I wish I could write a poem

must be the unwritten line with which 

every poem in the world begins.

And now I’ve gone and written it.

At least it lends these words a certain weight.

Don’t expect rhymes either, because I’ve always hated rhyme.

And unlike most people

I have trouble remembering poems that rhyme

but can recite a million unrhymed poems by heart,

including this one, when I’m finished.

I often think that rhymes trip over themselves,

as if rhyming were like soccer,

which unlike most people,

I’m not that wild about.

What else? I don’t like the smell of bakeries

but I love the smell of the butcher

even though I’m against the killing of animals.

And when more than three people start to think the same 

thing as me, I know at least one of them is wrong.

Therefore I say: down with the monarchy,

free the house pets!

I hereby publish my manifesto

in the form of an unrhymed poem.

It’s a manifesto because of the logical meaning of the words.

And it’s a poem because I say that’s what it is.

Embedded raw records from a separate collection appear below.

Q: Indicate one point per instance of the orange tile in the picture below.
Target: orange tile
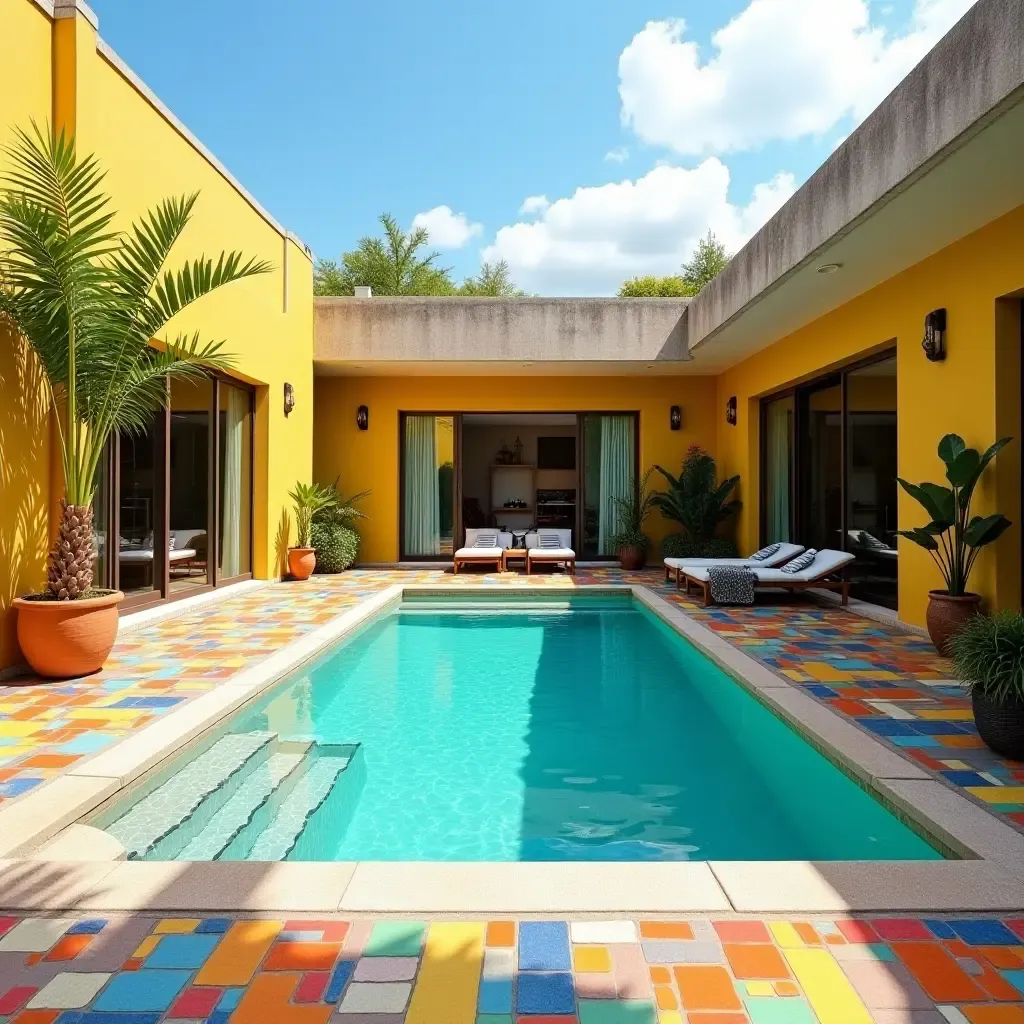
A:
(501, 933)
(666, 997)
(302, 956)
(666, 930)
(69, 947)
(937, 973)
(756, 962)
(707, 988)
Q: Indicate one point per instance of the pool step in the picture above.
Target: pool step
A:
(154, 825)
(307, 794)
(236, 814)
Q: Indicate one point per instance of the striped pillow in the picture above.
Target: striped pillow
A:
(801, 561)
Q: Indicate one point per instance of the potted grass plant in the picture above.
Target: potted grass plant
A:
(309, 500)
(988, 657)
(93, 303)
(952, 537)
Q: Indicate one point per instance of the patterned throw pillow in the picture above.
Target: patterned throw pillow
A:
(801, 561)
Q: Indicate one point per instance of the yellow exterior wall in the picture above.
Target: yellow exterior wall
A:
(265, 322)
(975, 392)
(370, 459)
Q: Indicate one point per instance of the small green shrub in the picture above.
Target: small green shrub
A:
(336, 546)
(683, 546)
(988, 656)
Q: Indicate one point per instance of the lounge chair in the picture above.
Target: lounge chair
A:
(478, 550)
(785, 553)
(826, 571)
(552, 548)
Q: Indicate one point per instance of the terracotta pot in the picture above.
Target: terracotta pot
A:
(946, 614)
(301, 562)
(632, 557)
(64, 639)
(1000, 726)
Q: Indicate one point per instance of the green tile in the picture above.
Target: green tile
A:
(395, 938)
(607, 1012)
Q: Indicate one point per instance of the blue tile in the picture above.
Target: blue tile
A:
(153, 990)
(213, 926)
(544, 945)
(181, 951)
(545, 993)
(339, 978)
(984, 933)
(496, 995)
(91, 926)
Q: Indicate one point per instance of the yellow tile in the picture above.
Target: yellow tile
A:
(177, 926)
(449, 978)
(785, 935)
(830, 994)
(591, 960)
(239, 953)
(147, 945)
(997, 794)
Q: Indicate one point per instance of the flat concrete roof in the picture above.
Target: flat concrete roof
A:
(540, 335)
(940, 157)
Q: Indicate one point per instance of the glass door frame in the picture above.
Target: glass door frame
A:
(161, 591)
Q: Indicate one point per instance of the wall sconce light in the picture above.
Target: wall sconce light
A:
(935, 336)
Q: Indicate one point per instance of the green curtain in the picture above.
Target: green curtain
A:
(779, 419)
(616, 475)
(423, 516)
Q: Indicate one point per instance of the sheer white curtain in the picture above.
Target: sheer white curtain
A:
(423, 515)
(615, 475)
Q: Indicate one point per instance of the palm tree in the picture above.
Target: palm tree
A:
(91, 302)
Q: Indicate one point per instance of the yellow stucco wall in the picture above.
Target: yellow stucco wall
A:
(975, 392)
(370, 459)
(265, 322)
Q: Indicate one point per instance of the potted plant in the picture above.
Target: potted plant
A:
(90, 302)
(630, 542)
(309, 500)
(953, 537)
(698, 503)
(988, 657)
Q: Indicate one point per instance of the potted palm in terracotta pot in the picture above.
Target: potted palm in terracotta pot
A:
(309, 499)
(952, 537)
(93, 304)
(988, 657)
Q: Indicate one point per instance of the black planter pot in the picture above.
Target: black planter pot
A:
(1000, 726)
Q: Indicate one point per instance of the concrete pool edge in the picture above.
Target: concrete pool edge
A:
(991, 881)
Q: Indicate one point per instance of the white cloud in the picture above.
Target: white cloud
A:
(780, 70)
(446, 228)
(589, 243)
(534, 204)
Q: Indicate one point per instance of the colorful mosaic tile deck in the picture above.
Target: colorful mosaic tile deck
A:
(137, 970)
(890, 683)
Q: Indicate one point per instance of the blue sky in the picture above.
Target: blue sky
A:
(649, 132)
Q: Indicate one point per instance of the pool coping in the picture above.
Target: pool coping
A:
(39, 875)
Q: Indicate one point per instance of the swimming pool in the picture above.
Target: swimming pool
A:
(548, 729)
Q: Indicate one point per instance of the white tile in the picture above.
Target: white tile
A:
(375, 998)
(601, 932)
(35, 935)
(69, 991)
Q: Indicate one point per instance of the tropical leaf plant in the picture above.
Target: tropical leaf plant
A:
(695, 499)
(94, 304)
(952, 537)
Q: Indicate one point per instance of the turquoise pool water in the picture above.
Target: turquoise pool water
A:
(582, 731)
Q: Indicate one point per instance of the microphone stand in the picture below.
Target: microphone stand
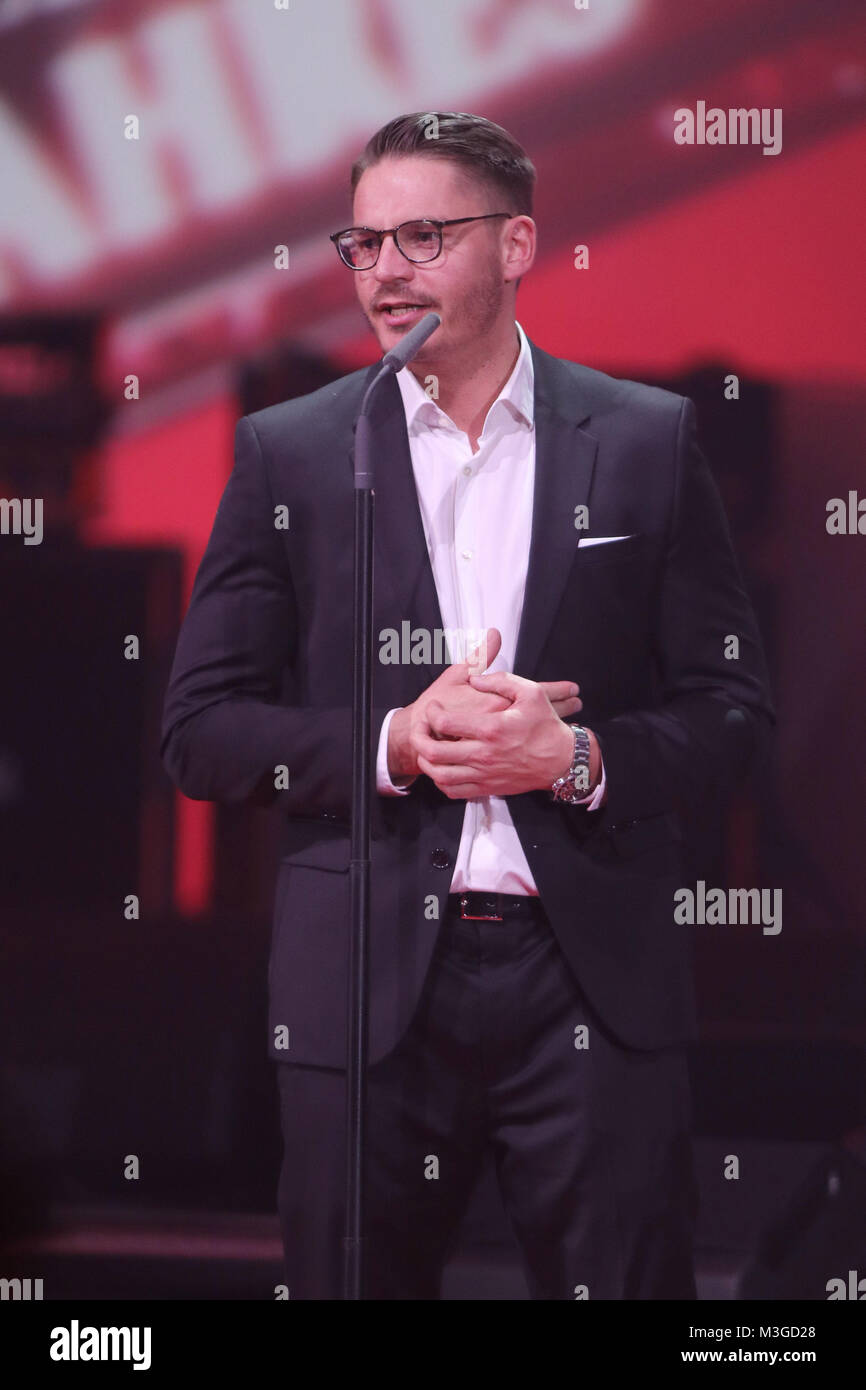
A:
(362, 779)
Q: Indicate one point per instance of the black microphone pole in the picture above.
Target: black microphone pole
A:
(362, 781)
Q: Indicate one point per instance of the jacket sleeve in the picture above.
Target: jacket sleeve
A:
(224, 727)
(715, 709)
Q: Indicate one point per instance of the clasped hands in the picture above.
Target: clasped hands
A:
(487, 736)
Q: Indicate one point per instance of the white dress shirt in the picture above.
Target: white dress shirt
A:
(477, 513)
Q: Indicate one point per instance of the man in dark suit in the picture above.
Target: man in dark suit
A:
(530, 987)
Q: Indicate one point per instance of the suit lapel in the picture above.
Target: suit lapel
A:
(565, 459)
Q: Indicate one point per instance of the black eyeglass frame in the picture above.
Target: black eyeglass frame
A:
(413, 221)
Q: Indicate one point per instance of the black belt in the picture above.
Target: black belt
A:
(492, 906)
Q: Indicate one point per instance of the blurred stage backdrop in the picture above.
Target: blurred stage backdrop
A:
(143, 306)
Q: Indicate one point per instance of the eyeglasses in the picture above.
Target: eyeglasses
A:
(420, 241)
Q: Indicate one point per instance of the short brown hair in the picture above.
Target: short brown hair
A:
(481, 148)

Things that were here before you died

and things that came after:


The former includes, above all, your clothes, 

plus your jewelry and photographs

and the name of that woman you were named for,

who also died young.

Plus some receipts, the arrangement

of that corner in the living room,

that shirt you ironed for me,

which I keep tucked

under a stack of T-shirts,

plus certain songs, and the mangy

old dog that still stands around

smiling stupidly, as if you were here.


The latter includes my new fountain pen,

the familiar perfume

on the skin of a woman I hardly know,

and the new light bulb I put in the lamp by the bed,

by whose light, in every book that I read, 

I read about you.


The former remind me that you once were,

the latter that you no longer are.


And what I find almost too much to bear

is this nearly imperceptible difference.